The PCC was established in 1991, on the recommendation of the Calcutt Inquiry, as a body ‘specifically charged with adjudicating on complaints of press malpractice’. And this is indeed how it frequently presents itself. Thus, for example, in the Commission’s review of its activities in 2008, its then Chairman Sir Christopher Meyer described it as a ‘mediation service’. Furthermore, when the Campaign for Press and Broadcasting Freedom argued, at length but unsuccessfully, that the PCC should be regarded as a public body for the purposes of the Freedom of Information Act, the Commission told the Ministry of Justice that its ‘main function is to conciliate and adjudicate complaints … It is not a “regulator” in the licensing or legal sense of the term’.
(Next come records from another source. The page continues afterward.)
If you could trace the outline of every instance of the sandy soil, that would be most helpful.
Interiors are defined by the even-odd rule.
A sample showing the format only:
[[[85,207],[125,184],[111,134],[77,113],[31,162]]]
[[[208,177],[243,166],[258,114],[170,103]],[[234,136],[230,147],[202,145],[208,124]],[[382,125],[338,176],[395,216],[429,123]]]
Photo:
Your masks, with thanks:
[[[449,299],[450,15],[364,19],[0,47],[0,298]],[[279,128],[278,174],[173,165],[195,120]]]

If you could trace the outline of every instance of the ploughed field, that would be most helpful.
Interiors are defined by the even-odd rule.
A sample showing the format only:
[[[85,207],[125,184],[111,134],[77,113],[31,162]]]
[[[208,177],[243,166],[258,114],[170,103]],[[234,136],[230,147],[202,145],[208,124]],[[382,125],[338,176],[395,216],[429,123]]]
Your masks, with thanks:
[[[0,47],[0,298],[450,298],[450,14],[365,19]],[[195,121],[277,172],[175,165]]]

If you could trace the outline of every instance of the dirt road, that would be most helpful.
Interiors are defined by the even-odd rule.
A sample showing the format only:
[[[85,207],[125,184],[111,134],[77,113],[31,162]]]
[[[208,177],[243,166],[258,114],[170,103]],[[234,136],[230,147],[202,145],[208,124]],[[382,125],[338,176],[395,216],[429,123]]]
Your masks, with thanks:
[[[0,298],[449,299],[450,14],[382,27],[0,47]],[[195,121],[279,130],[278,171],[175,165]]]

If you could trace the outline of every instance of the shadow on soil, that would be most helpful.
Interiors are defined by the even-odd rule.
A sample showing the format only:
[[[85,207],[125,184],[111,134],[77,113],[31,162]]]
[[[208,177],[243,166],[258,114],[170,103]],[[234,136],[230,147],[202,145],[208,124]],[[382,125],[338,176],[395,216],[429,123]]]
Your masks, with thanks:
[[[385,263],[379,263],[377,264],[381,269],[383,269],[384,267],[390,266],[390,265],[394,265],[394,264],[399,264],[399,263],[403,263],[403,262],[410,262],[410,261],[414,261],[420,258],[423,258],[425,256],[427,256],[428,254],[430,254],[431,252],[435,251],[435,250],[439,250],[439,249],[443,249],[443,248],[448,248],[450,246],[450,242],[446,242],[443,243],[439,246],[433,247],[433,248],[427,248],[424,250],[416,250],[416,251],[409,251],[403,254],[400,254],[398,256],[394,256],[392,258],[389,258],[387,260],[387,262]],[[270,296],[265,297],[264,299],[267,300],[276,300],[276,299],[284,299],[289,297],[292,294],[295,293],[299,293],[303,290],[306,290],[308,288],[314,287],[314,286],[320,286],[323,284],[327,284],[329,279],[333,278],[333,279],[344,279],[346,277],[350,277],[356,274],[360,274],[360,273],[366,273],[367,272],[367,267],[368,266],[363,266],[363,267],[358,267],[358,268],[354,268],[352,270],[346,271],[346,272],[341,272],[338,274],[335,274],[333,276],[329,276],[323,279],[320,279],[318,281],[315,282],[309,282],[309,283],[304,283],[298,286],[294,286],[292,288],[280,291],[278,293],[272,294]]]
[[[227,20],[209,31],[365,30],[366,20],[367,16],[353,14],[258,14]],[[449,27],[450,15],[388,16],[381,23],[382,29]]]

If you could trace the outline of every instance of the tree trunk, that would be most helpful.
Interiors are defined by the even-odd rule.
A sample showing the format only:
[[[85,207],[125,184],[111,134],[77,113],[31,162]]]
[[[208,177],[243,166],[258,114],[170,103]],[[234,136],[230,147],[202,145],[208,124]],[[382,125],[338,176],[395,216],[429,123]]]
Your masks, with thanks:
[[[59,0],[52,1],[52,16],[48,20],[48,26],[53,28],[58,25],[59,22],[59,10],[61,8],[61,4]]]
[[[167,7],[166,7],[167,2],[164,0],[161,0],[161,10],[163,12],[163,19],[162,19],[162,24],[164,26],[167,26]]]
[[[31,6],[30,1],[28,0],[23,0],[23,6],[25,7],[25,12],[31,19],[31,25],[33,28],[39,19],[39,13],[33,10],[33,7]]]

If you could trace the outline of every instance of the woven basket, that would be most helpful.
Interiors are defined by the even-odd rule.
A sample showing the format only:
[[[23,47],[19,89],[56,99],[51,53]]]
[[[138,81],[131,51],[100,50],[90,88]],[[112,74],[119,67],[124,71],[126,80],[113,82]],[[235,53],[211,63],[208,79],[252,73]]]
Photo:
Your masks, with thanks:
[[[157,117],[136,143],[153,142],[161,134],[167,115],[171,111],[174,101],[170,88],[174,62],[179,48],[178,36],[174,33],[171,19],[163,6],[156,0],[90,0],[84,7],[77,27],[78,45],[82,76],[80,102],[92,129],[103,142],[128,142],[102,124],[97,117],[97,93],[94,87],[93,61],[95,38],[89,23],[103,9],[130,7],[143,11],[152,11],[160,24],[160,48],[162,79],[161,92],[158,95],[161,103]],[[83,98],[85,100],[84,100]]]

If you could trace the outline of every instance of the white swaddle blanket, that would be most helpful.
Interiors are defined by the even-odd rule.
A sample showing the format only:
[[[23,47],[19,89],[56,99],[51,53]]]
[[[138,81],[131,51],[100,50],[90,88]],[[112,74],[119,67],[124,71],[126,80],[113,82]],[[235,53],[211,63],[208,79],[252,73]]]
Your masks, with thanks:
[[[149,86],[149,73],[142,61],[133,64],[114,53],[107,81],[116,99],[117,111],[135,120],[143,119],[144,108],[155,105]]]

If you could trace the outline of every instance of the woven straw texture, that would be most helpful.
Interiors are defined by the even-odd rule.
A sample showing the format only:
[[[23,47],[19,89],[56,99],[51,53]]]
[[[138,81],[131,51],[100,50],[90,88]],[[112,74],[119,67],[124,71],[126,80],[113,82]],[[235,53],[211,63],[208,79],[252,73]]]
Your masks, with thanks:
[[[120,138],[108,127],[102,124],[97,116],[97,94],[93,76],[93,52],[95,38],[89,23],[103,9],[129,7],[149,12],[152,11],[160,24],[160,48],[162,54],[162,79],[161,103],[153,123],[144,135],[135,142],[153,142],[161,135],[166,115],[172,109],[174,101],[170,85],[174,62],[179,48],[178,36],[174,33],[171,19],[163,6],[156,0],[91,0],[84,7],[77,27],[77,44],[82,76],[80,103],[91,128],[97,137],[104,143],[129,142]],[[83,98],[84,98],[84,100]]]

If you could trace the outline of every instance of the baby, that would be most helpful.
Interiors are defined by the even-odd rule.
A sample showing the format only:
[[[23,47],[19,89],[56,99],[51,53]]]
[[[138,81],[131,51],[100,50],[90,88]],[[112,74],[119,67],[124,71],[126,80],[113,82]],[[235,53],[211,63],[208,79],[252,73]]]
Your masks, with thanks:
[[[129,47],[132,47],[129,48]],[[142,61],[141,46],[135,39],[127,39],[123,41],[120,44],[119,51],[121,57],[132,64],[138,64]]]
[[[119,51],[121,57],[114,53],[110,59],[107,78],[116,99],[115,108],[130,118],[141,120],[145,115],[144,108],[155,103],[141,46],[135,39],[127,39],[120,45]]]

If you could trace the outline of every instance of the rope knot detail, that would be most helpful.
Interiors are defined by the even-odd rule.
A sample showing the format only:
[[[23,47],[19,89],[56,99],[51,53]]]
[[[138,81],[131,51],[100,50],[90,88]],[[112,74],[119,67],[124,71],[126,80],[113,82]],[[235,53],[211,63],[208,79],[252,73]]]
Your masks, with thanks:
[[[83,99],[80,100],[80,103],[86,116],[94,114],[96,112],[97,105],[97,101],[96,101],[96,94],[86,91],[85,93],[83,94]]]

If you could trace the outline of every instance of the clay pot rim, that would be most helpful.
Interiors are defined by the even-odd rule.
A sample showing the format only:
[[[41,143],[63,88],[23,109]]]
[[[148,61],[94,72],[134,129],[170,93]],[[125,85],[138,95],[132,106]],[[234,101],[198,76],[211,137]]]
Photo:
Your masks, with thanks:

However, the PCC constantly slips between describing itself as a mediator and a regulator. It is particularly prone to stress its ‘regulatory’ function at times of heightened public and political concern over press standards, as at the present moment. So, for example, in his contribution to the 2008 review quoted above, Meyer seamlessly segues from talking about ‘mediation’ to referring to ‘the self regulatory system’ and arguing that ‘self regulation is the only way to go’. Similarly, on its website the PCC describes itself as ‘an independent body which administers the system of self regulation for the press. It does so primarily by dealing with complaints, framed within the terms of the Editors’ Code of Practice, about the editorial content of newspapers and magazines (and their websites, including editorial audio-visual material) and the conduct of journalists’. Meanwhile, its web page devoted to the ‘key benefits of the system of self-regulation’ stresses that ‘the main role of the Press Complaints Commission is to serve members of the public who have complaints about newspapers and magazines’ before going on to add that ‘self-regulation works because the newspaper and magazine publishing industry is committed to it’ and concluding that ‘one of the central benefits of press self regulation is that it combines high standards of ethical reporting with a free press … Self regulation has none of the problems of the law – yet still provides a system in which editors are committed to the highest possible ethical standards’ .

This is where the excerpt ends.